When simulating data or testing algorithms, it is useful to be able to generate patterns of missing data. This article shows how to generate random and systematic patterns of missing values. In other words, this article shows how to replace nonmissing data with missing data.
Create patterns of missing data in #SAS Click To TweetGenerate a random pattern of missing values
The following SAS/IML program reads numerical data into a matrix from the Sashelp.Class data set. The matrix has 16 rows and three columns. The program then generates a matrix of the same size that contains a random pattern of zeros and ones, where about 40% of the values will be ones. The LOC function is used to find the locations of the ones, and the corresponding locations in the data are set to missing:
proc iml; use Sashelp.Class; /* read numeric data into X */ read all var _NUM_ into X; close; /* random assignment of missing values */ RandX = X; /* copy data */ p = 0.4; /* approx proportion of missing elements */ call randseed(1234); B = randfun(dimension(X), "bern", p); /* random 0s or 1s */ missIdx = loc(B=1); /* find position of 1s */ if ncol(missIdx)>0 then RandX[missIdx] = .; /* replace 1s with missing */ print RandX; |
In this way, you can replace a certain percentage of the data values with missing values.
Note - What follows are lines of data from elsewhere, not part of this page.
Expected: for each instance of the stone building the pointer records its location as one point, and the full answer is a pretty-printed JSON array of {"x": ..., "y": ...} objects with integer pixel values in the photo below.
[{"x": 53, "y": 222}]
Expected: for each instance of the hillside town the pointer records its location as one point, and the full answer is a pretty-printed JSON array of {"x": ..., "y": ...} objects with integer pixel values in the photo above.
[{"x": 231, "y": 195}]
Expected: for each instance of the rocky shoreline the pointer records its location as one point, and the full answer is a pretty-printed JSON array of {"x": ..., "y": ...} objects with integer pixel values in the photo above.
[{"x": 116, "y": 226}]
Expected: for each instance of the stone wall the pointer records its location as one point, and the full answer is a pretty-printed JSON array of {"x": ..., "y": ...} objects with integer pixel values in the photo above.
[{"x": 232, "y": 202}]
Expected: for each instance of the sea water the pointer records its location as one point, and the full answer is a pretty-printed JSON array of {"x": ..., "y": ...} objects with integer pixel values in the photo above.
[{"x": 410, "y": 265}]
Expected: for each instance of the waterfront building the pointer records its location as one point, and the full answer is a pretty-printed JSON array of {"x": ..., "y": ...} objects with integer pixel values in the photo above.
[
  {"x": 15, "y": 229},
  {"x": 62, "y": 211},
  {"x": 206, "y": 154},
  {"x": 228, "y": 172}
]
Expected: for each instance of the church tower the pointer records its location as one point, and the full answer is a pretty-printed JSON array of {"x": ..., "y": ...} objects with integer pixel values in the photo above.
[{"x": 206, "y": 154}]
Generate a systematic pattern of missing values
In the preceding section, the technique for inserting missing values does not use the fact that the matrix B is random. The technique works with any zero-one matrix B that specifies a pattern of missing values. For example, you can create a matrix that contains all combinations of zeros and ones, then use that pattern to set missing values, as follows:
C = { 0 0 0, 0 0 1, 0 1 0, 0 1 1, 1 0 0, 1 0 1, 1 1 0, 1 1 1 }; /* pattern matrix */ missIdx = loc(C=1); SysX = X; /* copy data */ if ncol(missIdx)>0 then SysX[missIdx] = .; /* replace 1s with missing */ print SysX; |
You could also specify the locations of the missing values by using subscripts of the data matrix. You can use the SUB2NDX function to convert subscripts to indices.
Patterns of missing data by using the SAS DATA step
In the SAS DATA step you can use arrays to create a random pattern of missing values. For example, the following SAS data set reads numerical variables from the Sashelp.Class data and randomly assigns 40% of the data to missing values:
/* generate missing values in random locations */ data RandClass(drop=i); call streaminit(1234); set Sashelp.Class(keep=_NUMERIC_); array x {*} _numeric_; do i = 1 to dim(x); if rand("Bern", 0.4) then /* p=0.4 ==> about 40% missing */ x[i]=.; end; run; proc print; run; |
The output is not shown, but the random pattern is identical to the random pattern that was generated by using SAS/IML matrices.
You could use the DATA step to specify patterns of missing values for which there is a formula, such as every fourth data value (MOD(cnt,4)=1). However, it is less easy to generate an arbitrary pattern, such as the "all combinations" pattern in the previous section. In general, I think the SAS/IML approach is easier to use and more flexible.
For any pattern of missing values, you can use PROC MI to summarize the pattern. You can also use various graphical techniques to visualize the pattern of missing data.